GPU Resources

Available in VPC

Here you can learn about the GPU Resources interface. In GPU Resources, you can view the status of the GPU resources allocated to your Workspace.

Note

ML expert Platform is currently in closed beta service (CBT). GPU resources are separately assigned to the pre-arranged users.

View GPU Resource list

You can view the list of GPU resources assigned to your workspace. The GPU Resource list includes the following information:

mlxp_console_gpuresources03_ko

GPU zone: Identifies the type of GPU resource assigned to your Workspace.
Creation date: Time when the GPU resource was allocated.
Status: Current status of the GPU resource.
Ready Nodes: Number of available GPU nodes.
UnReady Nodes: Number of unavailable GPU nodes.
Total Nodes: Total number of GPU resources allocated to the current Workspace.

Note

ML expert Platform currently provides GPU resources in a private zone.
A private zone means your workspace uses dedicated GPU resources without sharing them with other users.

View available GPU zone information

To view information about the available GPU zone:

View information about the GPU zone available in the Workspace.

    kubectl get managementquota default -o yaml -n w-{ workspace name }

  spec:
  type: workspace
  zones:
    privateZones:
      # The Workspace can use GPU resources in the "gpu-private-zone."
      gpu-private-zone: ["*"]

View information about the GPU zone available in the Project.

    kubectl get managementquota default -o yaml -n p-{ project name}

  spec:
  type: project
  zones:
    privateZones:
      # The Project can use GPU resources in the "gpu-private-zone."
      gpu-private-zone: ["*"]

How to use GPU zone information

When using any feature that relies on GPU resources, you need to specify the GPU zone information.

When creating a pod using PyTorchJob, add a nodeSelector to specify the GPU zone where the pod will run.

apiVersion: "kubeflow.org/v1"
kind: "PyTorchJob"
metadata:
  name: "pytorch-dist-mnist-nccl"
spec:
  pytorchReplicaSpecs:
    Master:
      replicas: 1
      restartPolicy: OnFailure
      template:
        metadata:
          labels:
            app: my-app
        spec:
          nodeSelector:
            mlx.navercorp.com/zone: ai-infra
          containers:
            - name: pytorch
              image: kubeflow/pytorch-dist-mnist:latest
              args: ["--backend", "nccl"]
              resources:
                limits:
                  nvidia.com/gpu: 1
    Worker:
      replicas: 2
      restartPolicy: OnFailure
      template:
        metadata:
          labels:
            app: my-app
        spec:
          containers:
            - name: pytorch
              image: kubeflow/pytorch-dist-mnist:latest
              args: ["--backend", "nccl"]
              resources:
                limits:
                  nvidia.com/gpu: 1
          nodeSelector:
            mlx.navercorp.com/zone: ai-infra

Also for the pod, which is the basis of all workloads, you need to specify the GPU zone in the nodeSelector.

apiVersion: v1
kind: Pod
metadata:
  name: sleep
  annotations:
    sidecar.istio.io/inject: "false"
spec:
  nodeSelector:
    mlx.navercorp.com/zone: ai-infra
  containers:
    - image: reg.navercorp.com/base/ubuntu:22.04
      command: ["/bin/bash", "-c", "sleep inf"]
      imagePullPolicy: IfNotPresent
      name: sleep

View GPU instance details

You can view the status information of GPU instances inside a GPU zone.

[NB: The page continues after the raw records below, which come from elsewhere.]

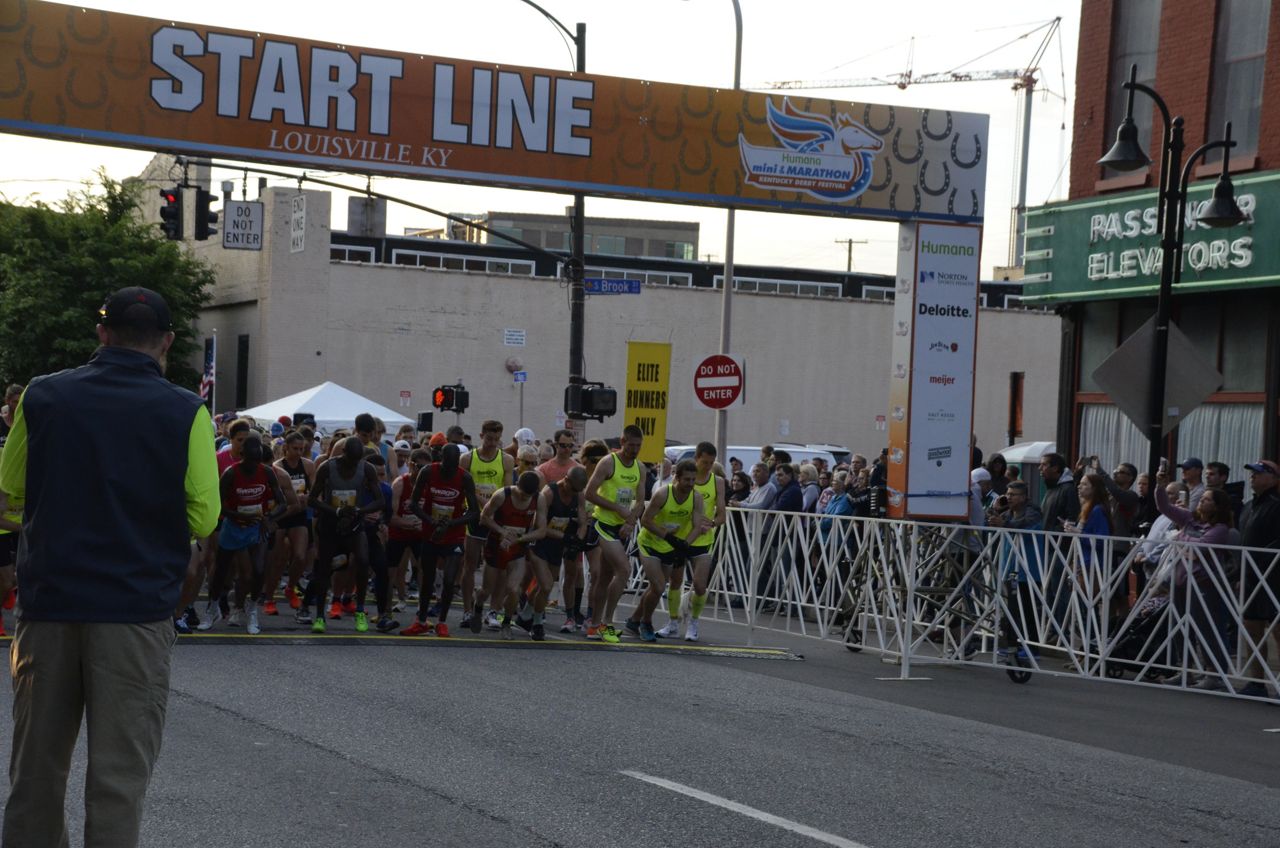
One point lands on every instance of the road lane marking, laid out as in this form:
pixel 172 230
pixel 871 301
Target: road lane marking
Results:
pixel 752 812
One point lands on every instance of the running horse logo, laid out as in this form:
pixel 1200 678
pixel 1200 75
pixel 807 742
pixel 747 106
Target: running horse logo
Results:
pixel 827 159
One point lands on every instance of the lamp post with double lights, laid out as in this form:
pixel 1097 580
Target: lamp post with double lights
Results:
pixel 1127 154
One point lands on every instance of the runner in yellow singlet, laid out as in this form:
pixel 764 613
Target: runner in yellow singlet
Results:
pixel 670 523
pixel 617 493
pixel 490 469
pixel 709 484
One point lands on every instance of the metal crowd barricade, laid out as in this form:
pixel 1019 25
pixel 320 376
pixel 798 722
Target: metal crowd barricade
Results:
pixel 1055 602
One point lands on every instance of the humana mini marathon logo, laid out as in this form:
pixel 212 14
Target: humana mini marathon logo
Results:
pixel 946 250
pixel 823 158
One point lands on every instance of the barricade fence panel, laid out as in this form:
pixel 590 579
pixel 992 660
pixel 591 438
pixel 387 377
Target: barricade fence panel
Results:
pixel 1173 612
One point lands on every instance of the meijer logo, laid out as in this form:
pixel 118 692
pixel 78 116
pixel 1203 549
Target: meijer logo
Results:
pixel 946 250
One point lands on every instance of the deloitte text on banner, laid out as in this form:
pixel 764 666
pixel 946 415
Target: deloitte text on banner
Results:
pixel 935 337
pixel 103 77
pixel 648 390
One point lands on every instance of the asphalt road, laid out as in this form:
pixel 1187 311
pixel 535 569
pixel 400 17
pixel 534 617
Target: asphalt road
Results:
pixel 481 743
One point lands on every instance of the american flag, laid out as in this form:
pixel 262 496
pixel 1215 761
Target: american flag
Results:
pixel 209 378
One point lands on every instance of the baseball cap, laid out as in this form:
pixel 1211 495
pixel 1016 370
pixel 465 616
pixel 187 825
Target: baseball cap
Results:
pixel 136 308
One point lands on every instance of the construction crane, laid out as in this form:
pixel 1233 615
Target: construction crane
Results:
pixel 1024 80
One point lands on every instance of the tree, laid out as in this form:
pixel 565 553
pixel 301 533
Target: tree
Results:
pixel 59 264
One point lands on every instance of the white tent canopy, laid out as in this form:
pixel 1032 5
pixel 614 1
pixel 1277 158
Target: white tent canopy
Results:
pixel 333 406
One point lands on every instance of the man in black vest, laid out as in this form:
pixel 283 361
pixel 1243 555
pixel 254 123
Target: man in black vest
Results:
pixel 95 637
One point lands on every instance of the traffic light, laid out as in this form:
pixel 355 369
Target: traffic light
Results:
pixel 451 399
pixel 594 401
pixel 205 217
pixel 170 213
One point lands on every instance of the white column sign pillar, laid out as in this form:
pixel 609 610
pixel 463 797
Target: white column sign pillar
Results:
pixel 935 349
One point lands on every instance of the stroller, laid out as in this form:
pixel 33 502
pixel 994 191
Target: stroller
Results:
pixel 1130 650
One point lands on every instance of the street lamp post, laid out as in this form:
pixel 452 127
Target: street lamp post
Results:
pixel 577 226
pixel 1127 154
pixel 727 290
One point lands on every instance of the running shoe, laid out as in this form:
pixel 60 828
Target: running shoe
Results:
pixel 213 615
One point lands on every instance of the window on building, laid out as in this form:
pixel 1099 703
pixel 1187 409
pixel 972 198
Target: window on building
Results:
pixel 613 245
pixel 1134 39
pixel 679 250
pixel 1239 54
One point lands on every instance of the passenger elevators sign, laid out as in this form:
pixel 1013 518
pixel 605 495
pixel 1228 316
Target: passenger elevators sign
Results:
pixel 156 85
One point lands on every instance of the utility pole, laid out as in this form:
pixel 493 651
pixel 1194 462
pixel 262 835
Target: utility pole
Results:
pixel 850 242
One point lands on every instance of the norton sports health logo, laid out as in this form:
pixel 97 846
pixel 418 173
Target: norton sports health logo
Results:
pixel 830 160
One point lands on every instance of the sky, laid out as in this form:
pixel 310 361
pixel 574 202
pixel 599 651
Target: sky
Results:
pixel 684 41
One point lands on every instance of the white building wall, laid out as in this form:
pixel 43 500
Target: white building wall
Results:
pixel 817 369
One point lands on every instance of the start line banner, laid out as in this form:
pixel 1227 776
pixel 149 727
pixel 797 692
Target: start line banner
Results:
pixel 127 81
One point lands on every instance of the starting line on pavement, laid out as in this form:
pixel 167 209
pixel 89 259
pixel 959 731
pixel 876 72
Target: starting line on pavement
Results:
pixel 551 643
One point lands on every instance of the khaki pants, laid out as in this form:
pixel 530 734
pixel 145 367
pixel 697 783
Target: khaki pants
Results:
pixel 117 675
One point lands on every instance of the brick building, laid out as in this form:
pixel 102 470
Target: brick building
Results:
pixel 1096 256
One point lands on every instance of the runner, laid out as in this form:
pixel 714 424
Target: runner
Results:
pixel 247 488
pixel 444 500
pixel 711 486
pixel 671 520
pixel 293 534
pixel 554 469
pixel 561 532
pixel 489 468
pixel 510 516
pixel 405 530
pixel 342 484
pixel 616 491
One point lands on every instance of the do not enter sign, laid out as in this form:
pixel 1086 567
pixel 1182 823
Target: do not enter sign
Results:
pixel 718 382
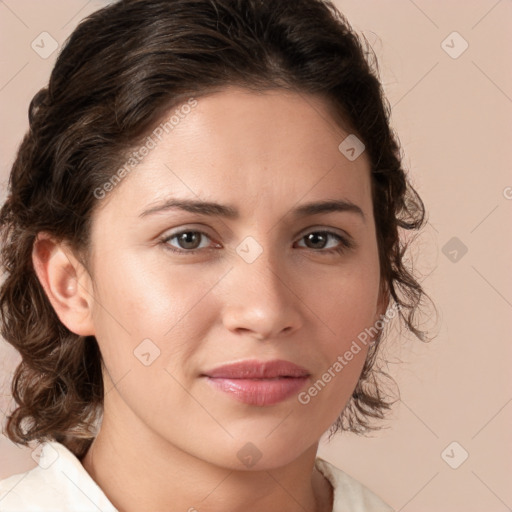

mlxp_console_gpuresources03_ko

GPU instance name: Name of the GPU instance assigned to the GPU zone.
Creation date: Time when the GPU instance was created
Status: The GPU instance status.
- Ready: The GPU instance is available.
- NotReady: The GPU instance is unavailable due to hardware failure or other issues.
- Unschedulable: The GPU instance is functioning but excluded from the list of available resources.
- Unknown: The GPU instance requires an inspection due to an issue.
Project: The name of the project to which the GPU instance is assigned.

Manage GPU instance

You can assign GPU instances within a GPU zone to specific projects.

Note

You need to assign GPU instances allocated to your Workspace to each project when you first access.
Only Admin and Writer roles in the Workspace can use the GPU Instance management features.

In the GPU instance management popup, select a project and then select the GPU instance to be used in the project.
Click the Save button to assign the selected GPU instance to the project.
Click the Reset button to reload the GPU instance information assigned to the selected project.

Caution

GPU instances can be assigned to multiple projects at the same time.
The GPU instance management features are for assigning preliminary resources available for each project; it does not reflect the real-time status of pods currently in use. If you assign a GPU instance with pods in use to another project, the pods do not restart because the assigned project information has changed.